Michael Beutler / Pump House

16 April to 19 June 2016

Spike Island‏
133 Cumberland Road, Bristol BS1 6UX






















images:courtesy Stuart Whipps (photographer) and Spike Island
All works courtesy Michael Beutler and Spike Island



For his first solo exhibition in a public art gallery in the UK, German artist Michael Beutler presents an ambitious large-scale site-specific commission in two chapters. The first chapter responds to Spike Island’s current use as a gallery and artists’ studio complex, and to its historic use as a tea packing factory.
Beutler works in situ and always uses industrial materials, which he repurposes and reinterprets in modular makeshift constructions with the help of hand-built tools (or ‘proto-machines‘, as the art critic Gregory Williams once called them). These tools are often shown alongside his installations as an integral part of the work. Beutler’s concern is with the process of production, and constitutes a subversion of industrial and serial manufacturing processes.
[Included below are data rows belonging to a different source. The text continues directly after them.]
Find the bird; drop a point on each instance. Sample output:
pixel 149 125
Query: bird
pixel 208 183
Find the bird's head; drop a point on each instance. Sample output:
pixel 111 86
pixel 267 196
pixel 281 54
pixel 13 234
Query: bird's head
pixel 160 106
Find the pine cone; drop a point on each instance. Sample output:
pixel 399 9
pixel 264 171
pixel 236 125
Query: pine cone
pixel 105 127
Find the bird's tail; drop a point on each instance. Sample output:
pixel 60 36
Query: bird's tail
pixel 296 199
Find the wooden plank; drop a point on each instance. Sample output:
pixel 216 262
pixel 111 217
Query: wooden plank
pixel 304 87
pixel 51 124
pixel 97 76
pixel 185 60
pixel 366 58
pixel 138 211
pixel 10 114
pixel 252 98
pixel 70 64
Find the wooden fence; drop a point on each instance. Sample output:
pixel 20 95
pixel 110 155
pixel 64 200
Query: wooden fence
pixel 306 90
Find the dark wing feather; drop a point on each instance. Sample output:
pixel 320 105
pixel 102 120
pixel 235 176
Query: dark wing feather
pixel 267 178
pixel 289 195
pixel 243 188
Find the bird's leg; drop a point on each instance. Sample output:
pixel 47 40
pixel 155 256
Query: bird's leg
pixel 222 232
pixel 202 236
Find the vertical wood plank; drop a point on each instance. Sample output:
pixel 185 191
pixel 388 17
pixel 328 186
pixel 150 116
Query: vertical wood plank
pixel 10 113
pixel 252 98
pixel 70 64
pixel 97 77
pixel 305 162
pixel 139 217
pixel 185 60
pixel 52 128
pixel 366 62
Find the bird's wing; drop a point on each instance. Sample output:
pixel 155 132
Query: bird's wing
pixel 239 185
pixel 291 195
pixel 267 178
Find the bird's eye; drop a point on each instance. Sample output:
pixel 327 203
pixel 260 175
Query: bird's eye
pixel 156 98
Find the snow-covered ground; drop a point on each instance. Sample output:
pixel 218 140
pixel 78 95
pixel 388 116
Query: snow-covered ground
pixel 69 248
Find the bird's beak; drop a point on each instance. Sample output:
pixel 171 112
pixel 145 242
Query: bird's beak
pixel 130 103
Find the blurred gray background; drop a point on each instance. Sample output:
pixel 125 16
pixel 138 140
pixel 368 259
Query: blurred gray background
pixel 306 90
Typically the artist involves a great number of ‘human’ collaborators and the social structure of the team they form acts as a catalyst for the development of the exhibition as a whole.
Pump House is a collaboration with Nottingham Contemporary, drawing upon the fact that the same architects who redeveloped Spike Island’s exhibition spaces in 2007 – namely Caruso St John – were also in charge of building Nottingham Contemporary from scratch soon after. Beutler has specifically conceived an exhibition in two chapters which physically and conceptually links the two art galleries. Each exhibition is made from the same elements and yet is completely different: ‘the project could be described as building two very different things with the same Lego blocks’, to quote the artist.
Titled after a site which itself alludes to a process (the action of pumping water to provide power), the exhibition is the result of a number of art-making methods including pumping air to inflate paper bricks. It is also a nod to the British industrial landscape where numerous disused pump houses are to be found, most of which have been redeveloped and converted into leisure venues (the Pump House is a well-known gastropub and restaurant in Bristol, only a short walk from Spike Island).
As with two of his most recent exhibitions, Haus Beutler at Bielefelder Kunstverein (2014) and La Loge, Brussels (2014–2015), and Moby Dick, Hamburger Bahnhof, Berlin (2015), models, material studies, photo and video documentation as well as fragments of earlier projects are included in Beutler’s exhibition at Spike Island, demonstrating his inclination to respond to existing social or architectural structures and reaffirming his profound interest in recycling, DIY and prototyping.